The word "amen" comes from a Hebrew root which in its various verbal forms can mean: To support, to be loyal, to be certain, and to place faith in. The English definition of the Hebrew word "Amen" is verily, truly. Saying amen denotes acceptance as truth to the preceding message. Strong's Exhaustive Concordance says Amen means: so be it, truth; surety; faithfulness.
The context in which a word is used is very important in determining its meaning. To better understand something it is good practice to find where in the Bible it was first used. The first use of this word Amen is found in Numbers 5:11-22. In this text the words are allied to a woman allegedly committing adultery, and the "jealousy offering". The priest warned the woman that if she had committed adultery, the bitter water she had to drink from a concoction devised by the priest would "make thy thigh to rot, and thy belly to swell." The accused woman then had to respond with the words "Amen, amen".
In this text the words mean "so be it", as an acceptance of judgment, said twice as a recognition of its seriousness. In the book by E.W. Bullinger, Numbers in Scripture, Bullinger claims the number two denotes that a thing is established. In this case it would mean the woman accepts as established the laws of God and the consequences of disobedience.
In this passage, Amen has reference to faithfulness, and is used to confirm the words of another. In the text we see a woman accused of adultery and condemning herself by the word "Amen". However, this was not an admission of guilt. The bitter water would cause her to suffer if she was guilty. If the water had no ill-effects, then the woman was deemed guiltless.

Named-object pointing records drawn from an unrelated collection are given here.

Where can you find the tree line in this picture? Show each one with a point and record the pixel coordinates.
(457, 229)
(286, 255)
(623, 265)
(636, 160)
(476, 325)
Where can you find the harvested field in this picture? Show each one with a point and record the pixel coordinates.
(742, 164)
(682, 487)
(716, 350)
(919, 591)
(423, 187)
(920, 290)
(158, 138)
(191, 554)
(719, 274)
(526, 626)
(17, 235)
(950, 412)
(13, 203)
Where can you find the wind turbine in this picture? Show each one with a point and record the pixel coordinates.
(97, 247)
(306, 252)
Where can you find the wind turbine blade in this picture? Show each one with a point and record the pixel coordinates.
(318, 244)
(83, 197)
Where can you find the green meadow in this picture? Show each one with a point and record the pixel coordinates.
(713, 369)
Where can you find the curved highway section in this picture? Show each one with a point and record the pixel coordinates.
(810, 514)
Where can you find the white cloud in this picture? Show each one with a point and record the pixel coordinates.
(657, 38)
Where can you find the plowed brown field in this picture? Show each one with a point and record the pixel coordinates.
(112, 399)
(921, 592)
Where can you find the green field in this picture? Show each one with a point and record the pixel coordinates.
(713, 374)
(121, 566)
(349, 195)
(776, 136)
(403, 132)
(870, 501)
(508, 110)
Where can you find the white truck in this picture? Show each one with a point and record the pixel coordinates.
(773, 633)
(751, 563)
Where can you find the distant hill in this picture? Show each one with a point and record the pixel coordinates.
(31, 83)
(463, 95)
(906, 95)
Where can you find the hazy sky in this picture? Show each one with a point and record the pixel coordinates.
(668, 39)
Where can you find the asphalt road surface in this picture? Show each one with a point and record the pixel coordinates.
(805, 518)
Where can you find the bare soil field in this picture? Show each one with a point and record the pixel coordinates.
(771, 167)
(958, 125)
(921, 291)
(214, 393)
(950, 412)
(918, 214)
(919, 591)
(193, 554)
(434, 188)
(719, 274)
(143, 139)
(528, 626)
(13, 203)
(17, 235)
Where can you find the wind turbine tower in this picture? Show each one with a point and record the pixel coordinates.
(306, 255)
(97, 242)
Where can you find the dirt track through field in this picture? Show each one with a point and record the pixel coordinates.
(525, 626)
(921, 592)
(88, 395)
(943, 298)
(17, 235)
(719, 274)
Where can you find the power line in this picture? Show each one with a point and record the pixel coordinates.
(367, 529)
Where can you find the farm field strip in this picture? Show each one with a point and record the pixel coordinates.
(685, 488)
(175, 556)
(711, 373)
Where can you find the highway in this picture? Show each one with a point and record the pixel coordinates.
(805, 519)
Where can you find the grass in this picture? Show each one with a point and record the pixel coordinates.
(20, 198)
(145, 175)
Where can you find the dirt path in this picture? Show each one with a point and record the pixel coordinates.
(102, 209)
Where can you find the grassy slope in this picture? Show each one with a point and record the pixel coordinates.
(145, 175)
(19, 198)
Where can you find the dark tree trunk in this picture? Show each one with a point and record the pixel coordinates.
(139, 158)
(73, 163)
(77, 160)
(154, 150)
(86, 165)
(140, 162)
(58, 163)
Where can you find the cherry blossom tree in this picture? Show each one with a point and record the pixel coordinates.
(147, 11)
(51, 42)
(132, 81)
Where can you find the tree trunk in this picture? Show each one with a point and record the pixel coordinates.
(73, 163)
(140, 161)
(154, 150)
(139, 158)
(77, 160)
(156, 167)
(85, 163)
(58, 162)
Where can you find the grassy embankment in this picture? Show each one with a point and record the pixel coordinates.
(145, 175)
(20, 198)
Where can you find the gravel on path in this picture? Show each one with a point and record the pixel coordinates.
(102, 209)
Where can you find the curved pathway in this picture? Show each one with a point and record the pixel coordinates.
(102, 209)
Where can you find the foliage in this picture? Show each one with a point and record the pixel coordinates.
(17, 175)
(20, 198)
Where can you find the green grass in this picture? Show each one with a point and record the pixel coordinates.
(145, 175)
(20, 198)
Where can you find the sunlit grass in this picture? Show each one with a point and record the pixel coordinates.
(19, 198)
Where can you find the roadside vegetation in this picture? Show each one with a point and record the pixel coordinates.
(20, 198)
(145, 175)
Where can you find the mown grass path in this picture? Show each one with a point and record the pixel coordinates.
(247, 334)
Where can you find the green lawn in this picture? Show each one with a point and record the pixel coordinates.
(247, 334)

To get another scriptural answer to what "Amen" means, we can go to a place where it is used not as the last word but the first word. Jesus would often start a solemn statement by saying "Verily" or "Truly". In John's gospel (John 3:3) Jesus is recorded as using the word twice in succession, "Verily, verily, I say to you...". This is actually the word “Amen”. This shows us that the underlying meaning of the word "Amen" is truth and verity. It is a solemn affirmation.
"Yes before God I agree with that, it is established, I believe that to be true, I want that to be so".
The Lord's Prayer ends with "Amen" relying on the Hebrew usage. However, in the New Testament, Amen can also mean "of a truth" at the start of something said, or, at the end, "so be it" or "may it occur". The word was borrowed from the Jewish synagogues by many Christians who, in the first few hundred years of Christianity, attended synagogues for worship. By saying the Hebrew word Amen, Christians accepted whatever was said by God and promised to make it real in their lives.
In modern times, few Christians understand what the implication of saying Amen is. By saying Amen, one acknowledges what has been said in a prayer or statement as truth and further promises a solemn oath to faithfully perform it in his or her life.